Carl coughed a laugh. “Oh you wound me, Manco. To the core.”
“And in any case, I see no fruitful business application, for myself or any other tayta, to be had from association with your kind.”
“We make very convenient monsters.”
Bambarén shrugged. “The human race has more than enough monsters as it is. There was never any need to invent new ones.”
“Yeah, like the pistacos, right? I heard you were busy playing that card back in ’03 as well.”
A sharp glance. “Heard from who?”
“Nevant.”
“You told me Nevant tried to kill you.”
“Yeah, well, we had a little chat first. He told me he applied to be your tame pistaco, maybe funnel some more thirteens in to do the same trick. Form some sort of elite genetic monster squad for you. Ring any bells?”
“No.” The familia chief appeared to consider. “Nevant talked a great deal. He had schemes for everything. Streamlining for my ID operation, leverage tricks in the camps, security improvements. After a while, I stopped listening.”
Carl nodded. “But you still kept him around.”
Bambarén spread his hands. “He’d come to me like his fellow escapees before him, for documentation and fresh identity. That takes time if you’re going to do it right. We don’t operate like those chop shops on the coast. So yes, he was around. Somehow he stayed around. Now, when I ask myself how he managed that, I have no answer. He made himself useful in small ways, he had a skill in this.”
Carl thought of warlords and petty political chess pieces across Central Asia and the Middle East, making use of Nevant making himself useful, without ever seeing how the insurgency specialist maneuvered them deftly into geopolitical place even as they were using him. A failure to understand social webbing at an emotional level, Jacobsen had found, and so a lack of those emotional restraints that embedding within such webbing requires. But Carl didn’t know a single thirteen who hadn’t laughed like a fast-food clown construct when they read those lines. We understand, he told Zooly one drunken night. Fingers snapped out one by one, enumerating, like stabbing implements, finally the blade of a hand. Nationalism. Tribalism. Politics. Religion. Fucking soccer, for Christ’s sake. Pacing her apartment living room, furious, like something caged. How could you not understand dynamics that fucking simplistic. It’s the rest of you people who don’t understand what makes you tick at an emotional fucking level.
Later, hungover, he’d apologized. He owed her too extensively to freight her with that much genetic truth.
Beside him, Bambarén was still talking.
“…cannot tell, but if his schemes did include this genetic pistaco fantasy, then he was a fool.
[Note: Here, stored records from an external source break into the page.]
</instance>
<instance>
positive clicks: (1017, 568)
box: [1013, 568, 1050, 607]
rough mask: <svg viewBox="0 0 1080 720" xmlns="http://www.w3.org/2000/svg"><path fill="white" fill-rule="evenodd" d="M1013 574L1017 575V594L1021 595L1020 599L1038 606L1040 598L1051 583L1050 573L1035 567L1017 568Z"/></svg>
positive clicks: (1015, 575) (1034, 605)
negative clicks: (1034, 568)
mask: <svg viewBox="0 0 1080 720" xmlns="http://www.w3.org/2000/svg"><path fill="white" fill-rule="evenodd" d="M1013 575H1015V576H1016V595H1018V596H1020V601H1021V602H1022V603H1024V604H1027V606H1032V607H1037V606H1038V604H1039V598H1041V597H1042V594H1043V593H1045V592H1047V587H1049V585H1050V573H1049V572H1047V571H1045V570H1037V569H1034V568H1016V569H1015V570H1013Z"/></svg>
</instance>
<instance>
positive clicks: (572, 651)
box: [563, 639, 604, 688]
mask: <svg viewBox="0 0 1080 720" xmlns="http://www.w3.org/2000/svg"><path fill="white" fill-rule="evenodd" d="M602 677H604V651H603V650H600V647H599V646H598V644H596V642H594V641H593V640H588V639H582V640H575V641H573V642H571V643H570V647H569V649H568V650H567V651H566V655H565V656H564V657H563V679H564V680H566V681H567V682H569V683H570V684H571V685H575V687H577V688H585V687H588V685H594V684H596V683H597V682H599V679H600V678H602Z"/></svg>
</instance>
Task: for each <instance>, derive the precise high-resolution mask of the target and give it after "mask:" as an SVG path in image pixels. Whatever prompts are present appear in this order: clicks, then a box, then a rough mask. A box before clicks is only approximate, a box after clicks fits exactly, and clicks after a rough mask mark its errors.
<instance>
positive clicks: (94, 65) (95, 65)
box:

You do not need real monsters to frighten people. Far from it. Real monsters will always disappoint. The unseen threat, the rumor, is a far greater power.”
Carl felt an abrupt surge of contempt for the man at his side, a quick, gusting flame of it catching from the fuse of remembered rage.
“Yeah, that plus the odd object lesson, right? The odd exemplary execution in some village square somewhere.”
The tayta must have heard the change in his voice. He stopped again, pivoted abruptly to face the black man, mouth smeared tight. It was a move that telegraphed clear back to the parked vehicles. Peripheral vision gave Carl sight of the two bodyguards twitching forward. He didn’t see if Ertekin moved in response, but he felt the flicker of a sudden geometry, the lines of fire from the Range Rover to where he stood, from the jeep to the Range Rover and back, the short line that his left hand would take on its way to crush Manco Bambarén’s throat while he grabbed right-handed at the tayta’s clothing and spun him for a shield, all of it laid out like a virtuality effect in predictive, superimposing red, distance values etched in, the length of ground he couldn’t possibly cover in time when the guards drew whatever probable high-tech hardware they had under their leather coats, he’d have to hope Ertekin could take both men down in time…
He saw her falling, outgunned, or just not fast enough…
“Easy, Manco,” he murmured. “You don’t want to die today, do you? Shit weather like this?”
The tayta’s upper lip lifted from his teeth. His fists clenched at his sides. “You think you can kill me, twist?”